You could create a new table from your documents and their embeddings, that uses normalized embeddings.

content_copy
CREATE TABLE documents_normalized_vectors AS
SELECT
id AS document_id,
pgml.normalize_l2(embedding) AS normalized_l2_embedding
FROM documents;

Another valid approach would be to just store the normalized embedding in the documents table.

content_copy
CREATE TABLE documents (
id SERIAL PRIMARY KEY,
body TEXT,
embedding FLOAT[] GENERATED ALWAYS AS (pgml.normalize_l2(pgml.embed('intfloat/e5-small-v2', body))) STORED
);

Normalization Functions

Normalization is critical for ensuring that the magnitudes of feature vectors do not distort the performance of machine learning algorithms.

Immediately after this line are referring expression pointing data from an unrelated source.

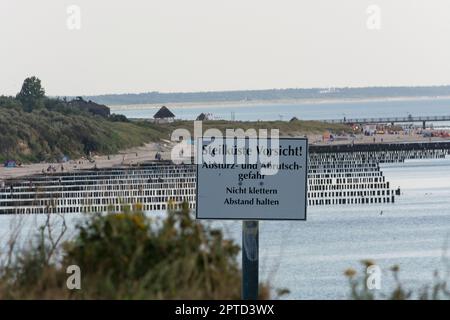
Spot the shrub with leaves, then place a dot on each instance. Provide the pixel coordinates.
(131, 256)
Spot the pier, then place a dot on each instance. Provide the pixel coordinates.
(337, 175)
(391, 120)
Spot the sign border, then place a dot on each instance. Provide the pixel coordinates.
(261, 219)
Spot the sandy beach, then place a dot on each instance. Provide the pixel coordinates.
(125, 157)
(148, 152)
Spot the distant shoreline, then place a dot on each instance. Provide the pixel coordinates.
(252, 103)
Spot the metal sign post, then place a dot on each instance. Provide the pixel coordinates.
(250, 260)
(245, 191)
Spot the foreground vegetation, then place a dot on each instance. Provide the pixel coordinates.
(127, 256)
(359, 290)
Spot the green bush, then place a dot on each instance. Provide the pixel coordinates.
(131, 256)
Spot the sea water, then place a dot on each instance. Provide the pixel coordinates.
(309, 257)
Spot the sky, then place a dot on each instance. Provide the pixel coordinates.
(111, 46)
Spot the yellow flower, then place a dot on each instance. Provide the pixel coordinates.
(350, 272)
(368, 262)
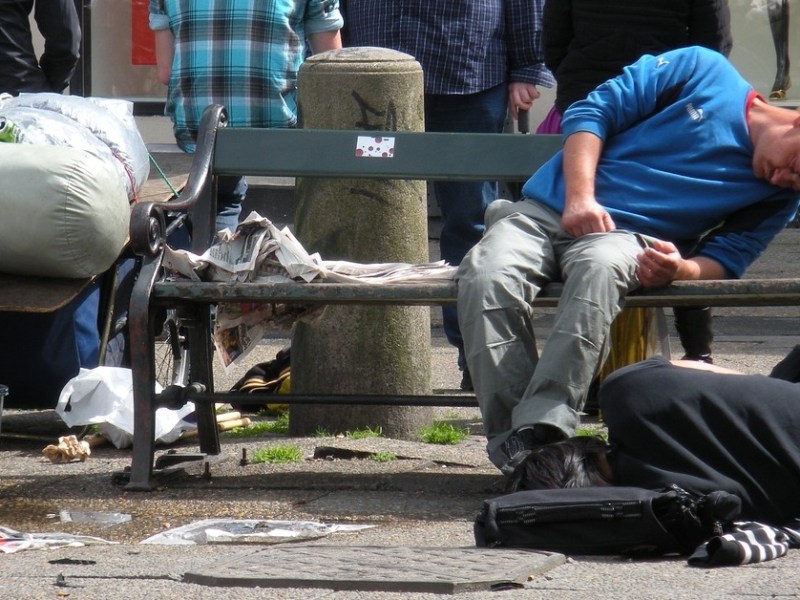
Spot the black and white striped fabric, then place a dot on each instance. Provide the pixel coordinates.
(748, 542)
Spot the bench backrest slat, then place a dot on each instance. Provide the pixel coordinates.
(429, 156)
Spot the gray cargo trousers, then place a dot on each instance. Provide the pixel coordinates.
(523, 249)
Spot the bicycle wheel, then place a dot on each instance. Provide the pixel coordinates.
(172, 364)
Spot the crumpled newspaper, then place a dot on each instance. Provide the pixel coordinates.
(69, 448)
(261, 253)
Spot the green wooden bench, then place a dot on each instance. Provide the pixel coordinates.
(313, 153)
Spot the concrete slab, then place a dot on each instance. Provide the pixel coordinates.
(370, 568)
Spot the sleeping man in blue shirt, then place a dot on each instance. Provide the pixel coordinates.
(677, 148)
(479, 60)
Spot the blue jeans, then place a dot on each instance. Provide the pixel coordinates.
(231, 191)
(463, 204)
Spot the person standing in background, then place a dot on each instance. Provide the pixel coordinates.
(587, 43)
(20, 69)
(243, 54)
(479, 59)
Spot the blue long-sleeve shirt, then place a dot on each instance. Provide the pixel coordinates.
(677, 158)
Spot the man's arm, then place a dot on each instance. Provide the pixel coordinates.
(523, 32)
(582, 213)
(57, 21)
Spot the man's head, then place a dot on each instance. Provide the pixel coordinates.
(575, 462)
(775, 132)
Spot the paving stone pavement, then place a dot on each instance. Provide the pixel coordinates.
(422, 504)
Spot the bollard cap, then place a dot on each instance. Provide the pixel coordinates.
(360, 54)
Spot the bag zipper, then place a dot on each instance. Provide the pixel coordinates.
(623, 509)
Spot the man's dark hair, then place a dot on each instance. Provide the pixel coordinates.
(567, 464)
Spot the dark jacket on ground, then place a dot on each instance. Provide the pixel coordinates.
(705, 432)
(20, 70)
(587, 42)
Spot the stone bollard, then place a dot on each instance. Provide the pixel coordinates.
(352, 349)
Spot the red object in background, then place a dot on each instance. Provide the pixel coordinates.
(143, 47)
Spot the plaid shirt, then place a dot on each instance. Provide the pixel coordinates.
(463, 47)
(243, 54)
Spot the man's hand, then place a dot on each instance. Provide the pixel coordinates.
(521, 96)
(659, 264)
(588, 216)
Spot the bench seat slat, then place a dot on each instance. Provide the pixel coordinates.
(328, 153)
(740, 292)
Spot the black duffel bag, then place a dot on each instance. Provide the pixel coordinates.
(605, 520)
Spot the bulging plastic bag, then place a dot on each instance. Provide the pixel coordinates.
(103, 396)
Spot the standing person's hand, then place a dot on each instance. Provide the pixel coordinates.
(521, 96)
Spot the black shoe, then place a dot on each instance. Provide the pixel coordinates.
(525, 440)
(706, 358)
(466, 381)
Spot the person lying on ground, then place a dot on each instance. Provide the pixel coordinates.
(699, 426)
(619, 208)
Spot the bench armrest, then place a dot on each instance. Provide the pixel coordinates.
(147, 228)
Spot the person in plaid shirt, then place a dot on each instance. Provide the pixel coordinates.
(243, 54)
(479, 59)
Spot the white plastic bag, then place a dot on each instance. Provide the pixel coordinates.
(103, 396)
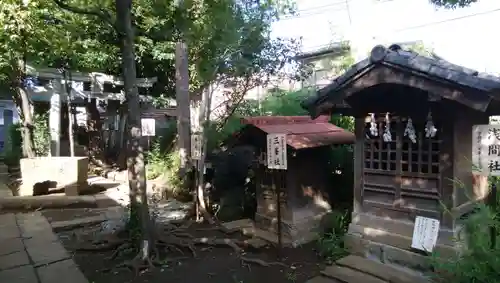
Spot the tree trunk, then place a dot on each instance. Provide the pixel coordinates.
(183, 104)
(204, 120)
(27, 116)
(139, 211)
(94, 128)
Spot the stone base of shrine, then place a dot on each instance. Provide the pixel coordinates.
(297, 230)
(389, 241)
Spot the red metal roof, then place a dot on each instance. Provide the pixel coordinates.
(302, 131)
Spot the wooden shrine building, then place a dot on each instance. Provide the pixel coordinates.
(413, 150)
(305, 189)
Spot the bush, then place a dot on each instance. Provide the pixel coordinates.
(165, 167)
(12, 148)
(478, 261)
(41, 134)
(333, 227)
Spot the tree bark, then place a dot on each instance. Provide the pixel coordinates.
(204, 119)
(94, 128)
(27, 116)
(183, 104)
(139, 212)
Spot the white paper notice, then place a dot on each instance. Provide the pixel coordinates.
(425, 233)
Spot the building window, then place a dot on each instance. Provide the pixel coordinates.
(421, 157)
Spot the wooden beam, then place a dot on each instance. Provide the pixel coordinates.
(53, 73)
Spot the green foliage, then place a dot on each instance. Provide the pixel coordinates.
(453, 4)
(157, 161)
(41, 134)
(331, 242)
(164, 165)
(478, 260)
(282, 103)
(12, 147)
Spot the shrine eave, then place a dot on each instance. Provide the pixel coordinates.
(394, 65)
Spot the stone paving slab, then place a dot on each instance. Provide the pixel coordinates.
(30, 249)
(14, 260)
(45, 253)
(24, 274)
(62, 271)
(11, 246)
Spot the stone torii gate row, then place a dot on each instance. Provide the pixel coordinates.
(54, 92)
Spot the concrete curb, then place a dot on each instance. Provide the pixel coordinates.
(51, 201)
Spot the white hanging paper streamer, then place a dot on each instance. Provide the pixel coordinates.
(410, 131)
(373, 126)
(387, 131)
(430, 129)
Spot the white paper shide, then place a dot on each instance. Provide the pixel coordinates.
(276, 151)
(148, 127)
(425, 233)
(196, 146)
(486, 149)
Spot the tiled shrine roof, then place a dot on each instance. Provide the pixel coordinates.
(302, 131)
(395, 65)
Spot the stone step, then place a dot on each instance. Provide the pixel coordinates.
(348, 275)
(322, 279)
(248, 228)
(382, 271)
(266, 235)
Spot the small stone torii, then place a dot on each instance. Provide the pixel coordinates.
(58, 94)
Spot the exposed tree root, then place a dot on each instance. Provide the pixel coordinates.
(261, 262)
(172, 237)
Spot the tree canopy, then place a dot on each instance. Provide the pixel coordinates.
(226, 38)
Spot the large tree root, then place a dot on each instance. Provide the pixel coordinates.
(174, 238)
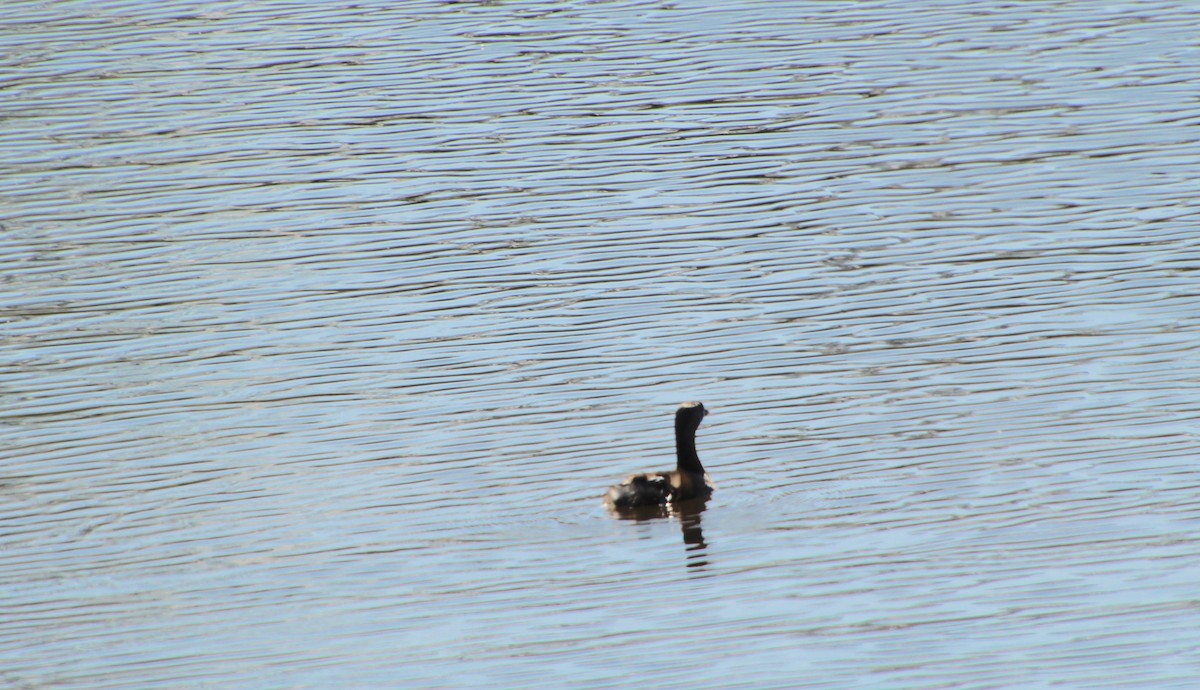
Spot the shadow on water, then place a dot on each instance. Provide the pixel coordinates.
(688, 513)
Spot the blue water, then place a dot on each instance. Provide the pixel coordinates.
(324, 329)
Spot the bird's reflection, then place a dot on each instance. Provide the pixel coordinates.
(688, 513)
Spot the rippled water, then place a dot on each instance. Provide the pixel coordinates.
(327, 325)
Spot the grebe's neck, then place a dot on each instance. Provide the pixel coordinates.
(685, 449)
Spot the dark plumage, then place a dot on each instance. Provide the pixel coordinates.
(688, 480)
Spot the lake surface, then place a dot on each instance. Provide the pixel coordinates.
(325, 327)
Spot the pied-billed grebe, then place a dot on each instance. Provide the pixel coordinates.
(660, 487)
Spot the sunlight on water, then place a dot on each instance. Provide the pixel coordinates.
(325, 329)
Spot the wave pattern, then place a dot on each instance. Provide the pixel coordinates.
(325, 327)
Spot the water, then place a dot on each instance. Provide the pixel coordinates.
(327, 327)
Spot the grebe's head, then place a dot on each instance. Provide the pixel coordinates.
(690, 414)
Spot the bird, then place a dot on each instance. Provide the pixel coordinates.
(688, 480)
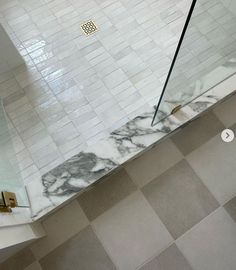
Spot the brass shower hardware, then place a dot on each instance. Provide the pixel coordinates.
(176, 109)
(7, 201)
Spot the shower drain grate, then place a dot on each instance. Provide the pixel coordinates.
(89, 28)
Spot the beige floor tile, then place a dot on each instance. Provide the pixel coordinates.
(153, 163)
(19, 261)
(211, 244)
(131, 232)
(214, 162)
(59, 227)
(230, 207)
(180, 198)
(104, 195)
(197, 133)
(82, 252)
(34, 266)
(170, 259)
(226, 111)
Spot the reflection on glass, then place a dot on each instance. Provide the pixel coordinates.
(10, 179)
(206, 55)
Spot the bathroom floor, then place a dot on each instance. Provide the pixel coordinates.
(76, 89)
(172, 208)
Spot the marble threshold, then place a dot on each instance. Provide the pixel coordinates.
(65, 182)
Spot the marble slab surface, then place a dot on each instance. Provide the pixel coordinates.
(84, 169)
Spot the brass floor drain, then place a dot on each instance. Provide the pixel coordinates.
(89, 28)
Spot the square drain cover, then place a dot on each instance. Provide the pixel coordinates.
(89, 28)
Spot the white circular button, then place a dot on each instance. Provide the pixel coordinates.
(227, 135)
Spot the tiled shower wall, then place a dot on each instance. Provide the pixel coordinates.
(76, 89)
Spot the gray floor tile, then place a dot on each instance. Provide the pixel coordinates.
(179, 198)
(59, 227)
(84, 252)
(230, 207)
(19, 261)
(170, 259)
(34, 266)
(153, 163)
(211, 244)
(106, 194)
(131, 232)
(197, 133)
(214, 162)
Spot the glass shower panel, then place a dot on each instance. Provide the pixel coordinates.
(10, 178)
(205, 56)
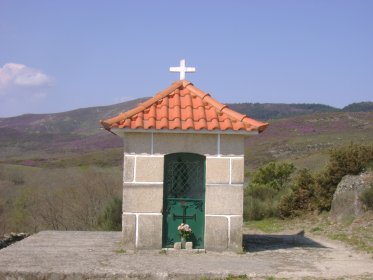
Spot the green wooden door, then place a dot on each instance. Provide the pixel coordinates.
(184, 197)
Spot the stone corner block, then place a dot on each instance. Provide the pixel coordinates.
(217, 170)
(149, 232)
(142, 198)
(129, 231)
(149, 169)
(235, 242)
(224, 199)
(128, 168)
(237, 170)
(232, 145)
(216, 233)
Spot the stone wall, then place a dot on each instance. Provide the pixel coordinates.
(143, 187)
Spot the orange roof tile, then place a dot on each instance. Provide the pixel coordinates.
(182, 106)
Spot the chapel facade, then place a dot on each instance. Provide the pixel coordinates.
(183, 163)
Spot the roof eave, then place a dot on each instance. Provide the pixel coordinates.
(119, 131)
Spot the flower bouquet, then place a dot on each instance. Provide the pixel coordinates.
(185, 231)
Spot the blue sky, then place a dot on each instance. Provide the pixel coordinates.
(62, 55)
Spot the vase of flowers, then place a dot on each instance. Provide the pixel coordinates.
(185, 231)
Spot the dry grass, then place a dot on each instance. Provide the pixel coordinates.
(356, 232)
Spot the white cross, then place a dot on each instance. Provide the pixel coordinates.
(183, 69)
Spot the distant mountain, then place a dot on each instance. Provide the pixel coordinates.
(267, 111)
(78, 131)
(359, 107)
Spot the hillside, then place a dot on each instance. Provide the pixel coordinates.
(306, 140)
(296, 129)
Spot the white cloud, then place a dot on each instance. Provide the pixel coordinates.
(13, 75)
(22, 89)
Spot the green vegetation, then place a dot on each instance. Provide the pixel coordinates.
(358, 233)
(277, 189)
(367, 197)
(350, 159)
(268, 185)
(75, 198)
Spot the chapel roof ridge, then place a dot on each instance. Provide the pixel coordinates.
(182, 106)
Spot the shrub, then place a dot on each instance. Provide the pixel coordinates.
(367, 197)
(302, 196)
(111, 219)
(351, 159)
(268, 185)
(274, 175)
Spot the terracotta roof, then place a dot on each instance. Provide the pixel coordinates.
(182, 106)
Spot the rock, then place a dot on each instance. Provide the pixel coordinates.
(9, 239)
(346, 202)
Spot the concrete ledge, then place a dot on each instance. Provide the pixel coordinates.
(71, 255)
(203, 144)
(144, 198)
(224, 199)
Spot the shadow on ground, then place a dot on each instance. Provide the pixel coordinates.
(266, 242)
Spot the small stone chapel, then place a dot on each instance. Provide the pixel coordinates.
(183, 163)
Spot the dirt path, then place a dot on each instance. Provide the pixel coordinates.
(97, 255)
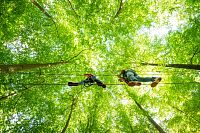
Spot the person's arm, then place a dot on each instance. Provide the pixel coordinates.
(121, 74)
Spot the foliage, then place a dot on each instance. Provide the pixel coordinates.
(160, 32)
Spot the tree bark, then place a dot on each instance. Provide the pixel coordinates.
(149, 118)
(185, 66)
(70, 115)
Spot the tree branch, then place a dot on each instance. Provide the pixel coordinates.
(73, 8)
(41, 9)
(120, 9)
(76, 55)
(196, 52)
(74, 101)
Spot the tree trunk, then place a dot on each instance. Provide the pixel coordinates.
(186, 66)
(22, 67)
(70, 115)
(149, 118)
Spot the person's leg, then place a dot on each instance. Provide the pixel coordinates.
(145, 79)
(132, 80)
(73, 84)
(99, 83)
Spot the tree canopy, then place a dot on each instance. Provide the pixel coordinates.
(44, 44)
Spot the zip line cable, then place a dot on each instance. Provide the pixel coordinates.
(96, 84)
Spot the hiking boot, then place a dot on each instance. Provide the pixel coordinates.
(72, 84)
(156, 81)
(134, 83)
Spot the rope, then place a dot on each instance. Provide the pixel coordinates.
(96, 84)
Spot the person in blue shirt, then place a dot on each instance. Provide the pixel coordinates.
(133, 79)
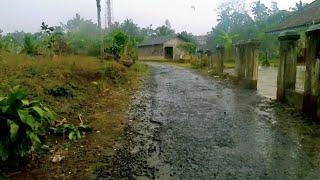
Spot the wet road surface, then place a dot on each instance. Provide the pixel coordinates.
(211, 131)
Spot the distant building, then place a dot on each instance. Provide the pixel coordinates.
(162, 47)
(309, 15)
(201, 40)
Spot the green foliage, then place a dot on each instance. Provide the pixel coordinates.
(82, 36)
(55, 40)
(22, 124)
(199, 63)
(236, 24)
(184, 35)
(70, 130)
(11, 44)
(116, 42)
(131, 50)
(113, 71)
(29, 45)
(141, 68)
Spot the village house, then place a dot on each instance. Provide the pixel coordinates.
(307, 20)
(163, 47)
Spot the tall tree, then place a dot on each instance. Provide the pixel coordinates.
(99, 25)
(260, 11)
(99, 12)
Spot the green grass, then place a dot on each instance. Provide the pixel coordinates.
(95, 100)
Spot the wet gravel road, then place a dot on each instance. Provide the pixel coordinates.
(211, 131)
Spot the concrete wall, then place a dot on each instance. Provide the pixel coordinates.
(177, 53)
(156, 50)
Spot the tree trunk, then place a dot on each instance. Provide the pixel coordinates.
(100, 29)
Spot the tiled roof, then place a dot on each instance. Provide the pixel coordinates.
(308, 16)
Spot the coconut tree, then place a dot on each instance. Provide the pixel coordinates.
(99, 12)
(99, 25)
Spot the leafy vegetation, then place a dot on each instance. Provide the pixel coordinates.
(23, 124)
(237, 22)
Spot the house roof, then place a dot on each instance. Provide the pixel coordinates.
(157, 40)
(308, 16)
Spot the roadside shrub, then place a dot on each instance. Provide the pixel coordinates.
(116, 43)
(140, 68)
(62, 91)
(23, 123)
(29, 45)
(114, 72)
(199, 63)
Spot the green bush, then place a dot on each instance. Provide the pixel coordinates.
(140, 68)
(199, 63)
(116, 42)
(23, 123)
(114, 72)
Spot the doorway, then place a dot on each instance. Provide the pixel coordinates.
(168, 52)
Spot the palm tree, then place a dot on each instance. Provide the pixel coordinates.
(99, 12)
(99, 25)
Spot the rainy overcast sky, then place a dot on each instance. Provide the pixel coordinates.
(27, 15)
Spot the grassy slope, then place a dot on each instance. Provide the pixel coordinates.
(95, 99)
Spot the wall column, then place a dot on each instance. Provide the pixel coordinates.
(311, 97)
(221, 58)
(240, 61)
(251, 55)
(288, 64)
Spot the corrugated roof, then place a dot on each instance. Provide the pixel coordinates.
(309, 15)
(156, 40)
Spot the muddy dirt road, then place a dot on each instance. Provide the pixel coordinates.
(201, 129)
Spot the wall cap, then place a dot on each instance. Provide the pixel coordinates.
(220, 46)
(313, 29)
(289, 35)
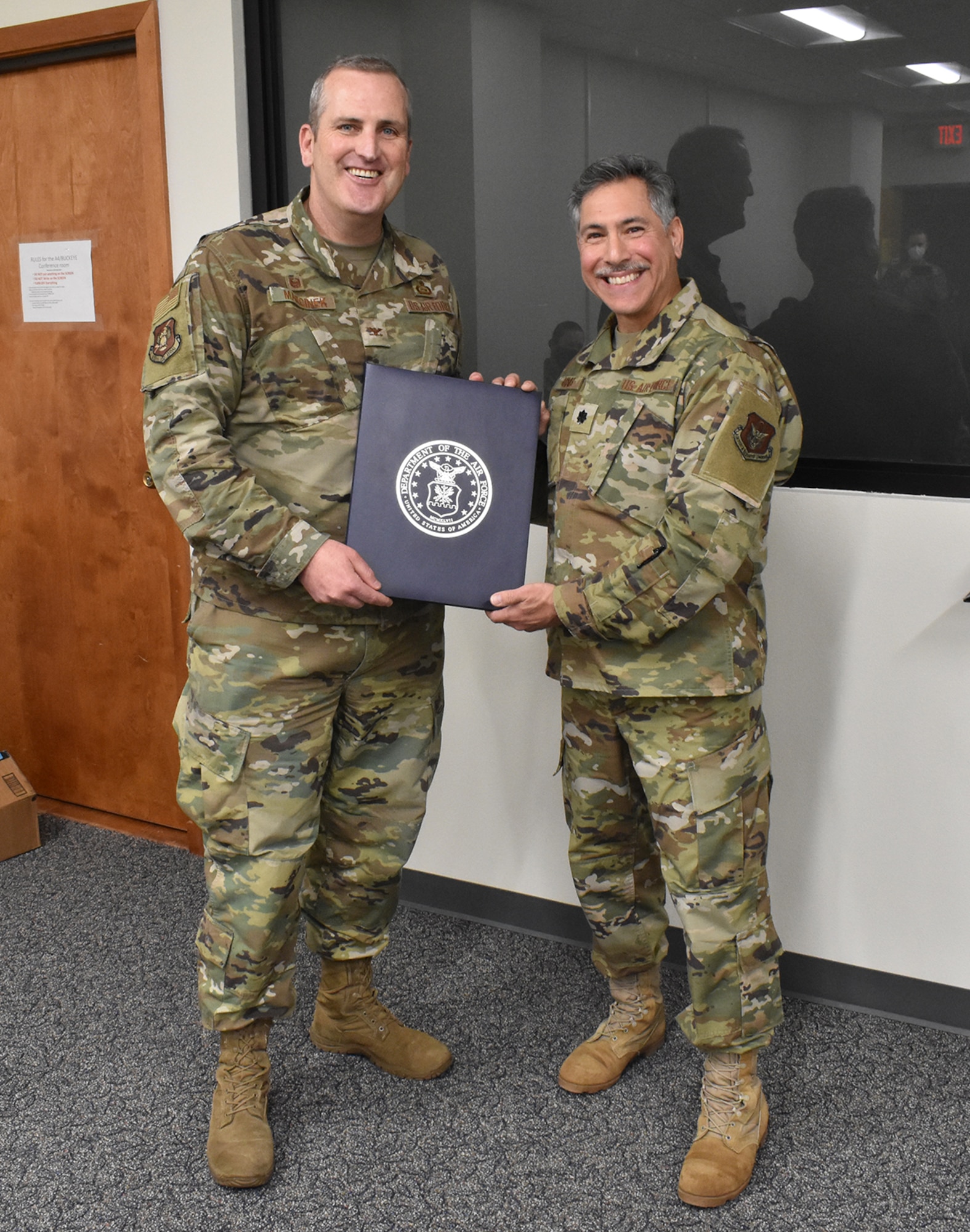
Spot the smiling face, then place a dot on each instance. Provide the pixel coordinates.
(628, 258)
(358, 157)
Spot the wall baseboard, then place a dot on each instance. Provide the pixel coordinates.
(818, 980)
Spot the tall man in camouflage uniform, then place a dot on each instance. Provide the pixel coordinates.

  • L1 Normalization (Manhattan Norm): This function scales the vector so that the sum of the absolute values of its components is equal to 1. It's useful when differences in magnitude are important but the components represent independent dimensions.

    content_copy
    SELECT pgml.normalize_l1(embedding) FROM documents;
  • L2 Normalization (Euclidean Norm): Scales the vector so that the sum of the squares of its components is equal to 1. This is particularly important for cosine similarity calculations in machine learning.

    content_copy
    SELECT pgml.normalize_l2(embedding) FROM documents;
  • Max Normalization: Scales the vector such that the maximum absolute value of any component is 1. This normalization is less common but can be useful when the maximum value represents a bounded capacity.

    content_copy
    SELECT pgml.normalize_max(embedding) FROM documents;

Querying and Using Normalized Vectors

After normalization, you can use these vectors for various applications, such as similarity searches, clustering, or as input for further machine learning models within PostgresML.

content_copy
-- Querying for similarity using l2 normalized dot product, which is equivalent to cosine similarity
WITH normalized_vectors AS (
SELECT id, pgml.normalize_l2(embedding) AS norm_vector
FROM documents
)
SELECT a.id, b.id, pgml.dot_product(a.norm_vector, b.norm_vector)
FROM normalized_vectors a, normalized_vectors b
WHERE a.id <> b.id;

Considerations and Best Practices

  • Performance: Normalization can be computationally intensive, especially with large datasets. Consider batch processing and appropriate indexing.
  • Storage: Normalized vectors might not need to be persisted if they are only used transiently, which can save storage or IO latency.